Event Coverage: Mikuni Wild Harvest Pop-Up

Posted on July 18, 2012 by Luis Valdizon







Le Marché St. George is truly lucky to host some fantastically special occasions, and this past weekend we were graced with one of Vancouver's most precious and uncommon market events.

A rare opportunity allowed lucky visitors to purchase items that are exclusively available to proud, quality-driven gourmet boutiques, restaurants and chefs, including Iron Chefs Mario Batali and Masaharu Morimoto. Tyler Gray, the co-owner of Mikuni Wild Harvest, hosted the company's first-ever public sale with us on Saturday, and it was a huge honour, as Mikuni is a premier supplier that has dedicated more than ten years to providing the culinary industry with unequivocally unique and artisanal ingredients and products. A professional cook that I know likens her restaurant's Mikuni shipment days to opening presents on Christmas morning.

Tyler and I shared a brief conversation about his event, and it was very moving, how informatively and passionately he spoke about his products and craft, whilst also being sincerely genuine and hospitable. He kindly opened with the pop-up sale as a way for him to get to know his neighbors, to meet and thank them for sharing their community, while he and his fiancé reside at the Live @ Marché St. George space for the summer.

All of Mikuni's wares are of the highest caliber, and some of the ingredients available on the weekend especially shone as favourites for Tyler. The first product we talked about were finger limes, which he described as a citrus caviar. Finger limes contain segments of individual, self-wrapped and enclosed spheres that share a pronounced resemblance to caviar in their look and texture, except, of course, firmly popping with a brightly tart citrus flavour.

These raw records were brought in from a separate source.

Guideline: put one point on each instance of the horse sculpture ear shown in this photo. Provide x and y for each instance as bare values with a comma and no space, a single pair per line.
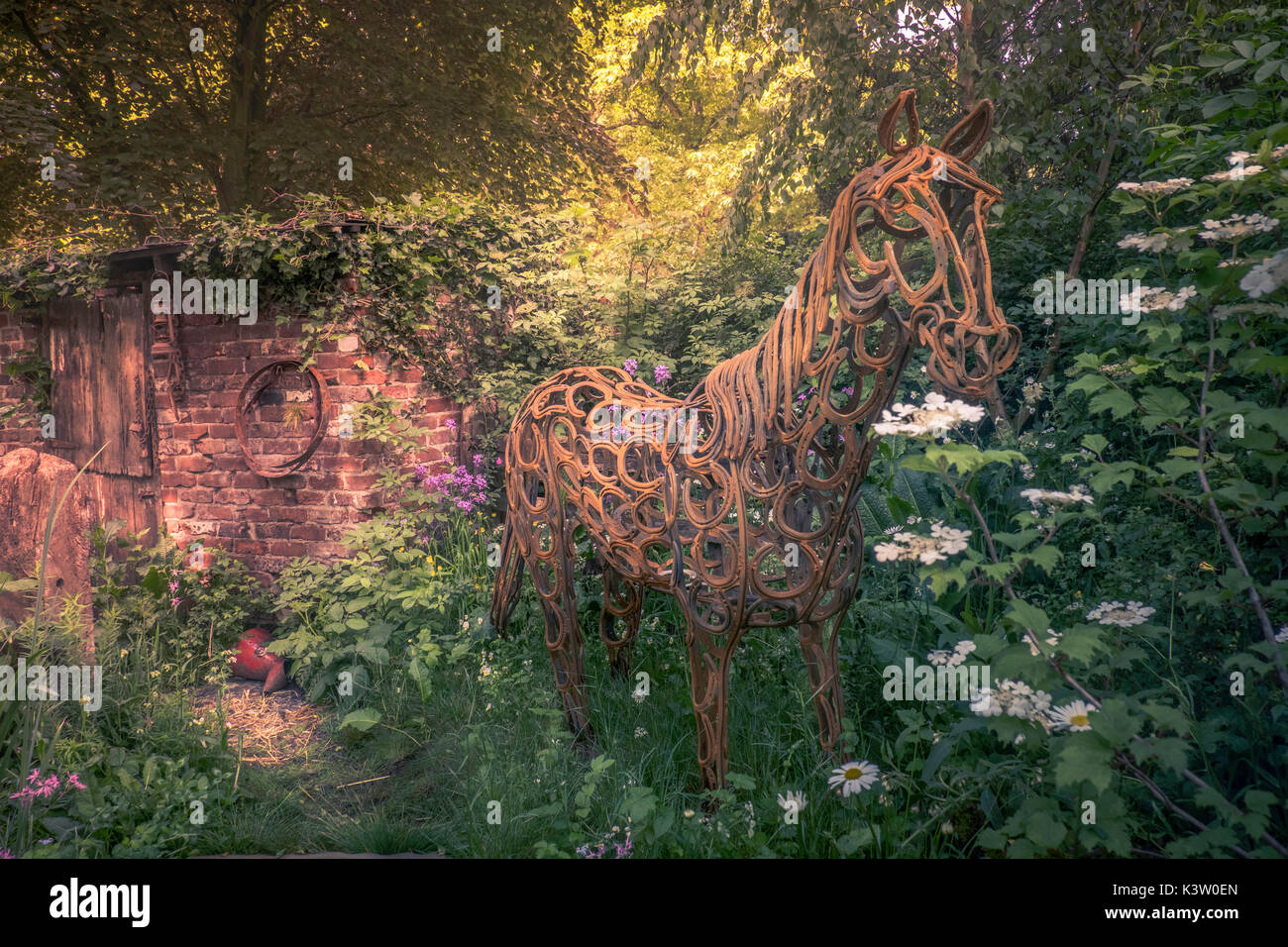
907,102
965,140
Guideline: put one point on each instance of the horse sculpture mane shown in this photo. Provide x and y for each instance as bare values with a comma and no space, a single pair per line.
741,501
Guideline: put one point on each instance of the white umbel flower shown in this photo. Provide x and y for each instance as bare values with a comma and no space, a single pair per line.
934,418
1057,497
1121,615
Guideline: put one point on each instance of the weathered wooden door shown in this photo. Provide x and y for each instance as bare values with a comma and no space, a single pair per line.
99,356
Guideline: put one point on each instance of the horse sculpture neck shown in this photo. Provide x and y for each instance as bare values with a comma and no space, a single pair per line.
756,395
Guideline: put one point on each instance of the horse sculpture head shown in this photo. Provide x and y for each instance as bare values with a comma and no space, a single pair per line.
934,275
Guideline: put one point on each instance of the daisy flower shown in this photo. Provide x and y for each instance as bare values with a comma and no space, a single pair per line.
1073,716
853,777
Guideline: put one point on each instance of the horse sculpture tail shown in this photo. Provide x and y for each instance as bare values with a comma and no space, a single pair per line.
503,592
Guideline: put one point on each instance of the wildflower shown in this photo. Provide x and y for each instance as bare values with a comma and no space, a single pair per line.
1122,615
1014,698
1145,243
943,541
1236,227
793,800
1235,172
1057,497
1266,275
853,777
935,416
1155,188
1149,299
1073,716
1054,639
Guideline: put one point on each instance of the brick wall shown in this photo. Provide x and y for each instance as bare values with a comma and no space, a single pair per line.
17,333
206,491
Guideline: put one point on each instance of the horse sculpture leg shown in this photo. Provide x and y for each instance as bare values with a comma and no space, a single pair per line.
824,680
622,599
708,676
563,642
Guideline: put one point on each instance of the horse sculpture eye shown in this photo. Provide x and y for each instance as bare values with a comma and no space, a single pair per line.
748,523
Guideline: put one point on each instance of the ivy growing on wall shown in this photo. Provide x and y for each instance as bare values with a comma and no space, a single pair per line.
480,296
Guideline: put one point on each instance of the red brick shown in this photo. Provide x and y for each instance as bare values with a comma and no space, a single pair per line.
193,464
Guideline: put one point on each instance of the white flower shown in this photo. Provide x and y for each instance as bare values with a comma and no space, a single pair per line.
986,702
1122,615
1236,226
1014,698
1145,243
1181,296
935,416
1266,275
1073,716
1155,188
793,800
941,543
1235,172
1057,497
853,777
1052,641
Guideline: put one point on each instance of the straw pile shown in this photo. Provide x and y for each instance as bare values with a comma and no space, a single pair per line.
275,728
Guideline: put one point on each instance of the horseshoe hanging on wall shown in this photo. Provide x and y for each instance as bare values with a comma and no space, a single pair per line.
256,384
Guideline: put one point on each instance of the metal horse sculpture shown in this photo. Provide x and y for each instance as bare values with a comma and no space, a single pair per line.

Tyler's mushroom of choice, morels, were foraged in Alaska and the Northwest Territories. He explained that this season hasn't been especially fortunate for their harvest, so having them at the pop-up event was really quite exceptional, because it is one of few opportunities, if not the only chance, for the general public to find their crop within in the city.

There was a particularly fascinating sunflower oil, that I overheard him praising to a handful of earlier customers. He explained that while sunflower seed oil might not sound like an exciting product, the cold-pressed one available was, in fact, the best he had ever savoured because it remarkably tasted like eating a handful of freshly toasted sunflower seeds. Tyler added his belief that chefs gravitate toward the oil because of the beautiful simplicity in executing something extraordinary with a fairly common ingredient.

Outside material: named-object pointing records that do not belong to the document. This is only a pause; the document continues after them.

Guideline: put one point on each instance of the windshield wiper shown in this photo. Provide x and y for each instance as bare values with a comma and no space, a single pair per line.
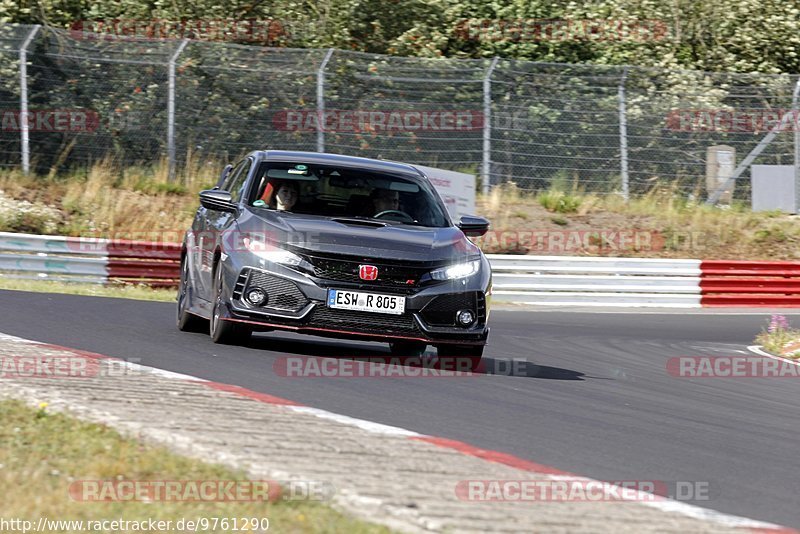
363,221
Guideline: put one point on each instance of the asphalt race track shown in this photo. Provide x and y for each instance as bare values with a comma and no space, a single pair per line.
594,397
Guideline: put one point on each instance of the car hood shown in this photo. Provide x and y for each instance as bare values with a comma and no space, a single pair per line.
320,235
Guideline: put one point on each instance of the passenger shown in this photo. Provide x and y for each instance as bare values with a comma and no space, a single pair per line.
286,196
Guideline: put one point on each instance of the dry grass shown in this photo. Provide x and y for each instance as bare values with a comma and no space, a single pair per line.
106,200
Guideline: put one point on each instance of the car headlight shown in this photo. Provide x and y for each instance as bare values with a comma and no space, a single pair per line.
459,270
272,253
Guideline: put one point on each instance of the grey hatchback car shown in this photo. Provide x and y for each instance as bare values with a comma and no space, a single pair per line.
334,246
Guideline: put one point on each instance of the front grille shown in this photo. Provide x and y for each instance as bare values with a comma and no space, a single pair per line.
282,294
357,321
441,311
389,275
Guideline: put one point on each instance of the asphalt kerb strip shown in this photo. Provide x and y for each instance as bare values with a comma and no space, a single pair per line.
388,475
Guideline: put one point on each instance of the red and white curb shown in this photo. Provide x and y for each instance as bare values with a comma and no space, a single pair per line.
660,503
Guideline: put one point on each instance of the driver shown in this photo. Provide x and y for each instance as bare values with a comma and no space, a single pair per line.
385,200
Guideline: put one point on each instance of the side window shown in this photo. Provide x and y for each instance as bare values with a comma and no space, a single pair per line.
234,174
236,186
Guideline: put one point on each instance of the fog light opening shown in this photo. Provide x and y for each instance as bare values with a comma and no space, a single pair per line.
465,317
256,297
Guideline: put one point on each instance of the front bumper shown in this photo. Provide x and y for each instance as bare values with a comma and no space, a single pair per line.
297,302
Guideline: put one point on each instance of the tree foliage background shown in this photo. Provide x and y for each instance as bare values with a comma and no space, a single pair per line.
711,35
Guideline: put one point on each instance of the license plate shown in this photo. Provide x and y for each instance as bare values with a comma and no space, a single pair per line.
369,302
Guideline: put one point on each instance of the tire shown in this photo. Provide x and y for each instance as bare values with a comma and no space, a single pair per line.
460,357
225,332
407,348
187,321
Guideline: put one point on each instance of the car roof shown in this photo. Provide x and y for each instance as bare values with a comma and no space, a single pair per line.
321,158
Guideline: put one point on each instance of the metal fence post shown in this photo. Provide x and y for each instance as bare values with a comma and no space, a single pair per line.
796,129
321,101
171,110
487,126
23,100
623,136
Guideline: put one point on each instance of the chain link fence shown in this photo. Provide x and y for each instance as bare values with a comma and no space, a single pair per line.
604,129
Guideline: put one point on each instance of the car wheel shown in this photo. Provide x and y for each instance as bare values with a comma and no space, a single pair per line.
460,357
221,331
186,321
407,348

White Seashore honey, my favourite to learn about on Saturday, is a product that he described as on a different level than any of the other honey products available on the market. Its manufacturers settled their apiaries near the Gaspé region of Quebec's shoreline, giving the honey's finish a salinity, because the herbs and wildflowers that the bees harvest pollen from have been exposed to the ocean air. Even better, flavour isn't the only distinct feature of this item: It's unpasteurized, retaining many nutritional health benefits, and the churning process it underwent also provided it with a brilliant, marshmallow fluff-like texture.

Both the sunflower oil and honey were produced by a small collective of foragers in Montreal, Société Orignal, whose aim is to pioneer and share natural, wholesome foods through a network of farmers, activists, chefs and grocers. Mikuni works in a similar way, building its relationships within the culinary world to procure a bounty that not only tastes better, but is better for us, as well as providing chefs with the tools and motivation to demand changes for the state of food and modern agriculture for all of us. This is a conviction that Le Marché also shares, and we are so grateful and happy to carry local produce and goods for our customers, as well as stock Mikuni-sourced items on our shelves, including Pok Pok Som drinking vinegars, Noble tonics, and fermented black garlic.

I would like to sincerely express my thanks to Mr. Gray for his time and generosity. His heart and effort showed in all of the details of the day, from the handwritten signs to the locally foraged display props. A few ideas for the future were mentioned in our chat, including neighborhood potluck dinners, pop-up restaurant nights, and the possibility of another in-house sale for the public. I hope to see all of these affairs manifested. In the photo montage above, also included is a picture of Tyler's truck, a sea foam green 1961 Chevy Apache; it is a tremendously stunning machine.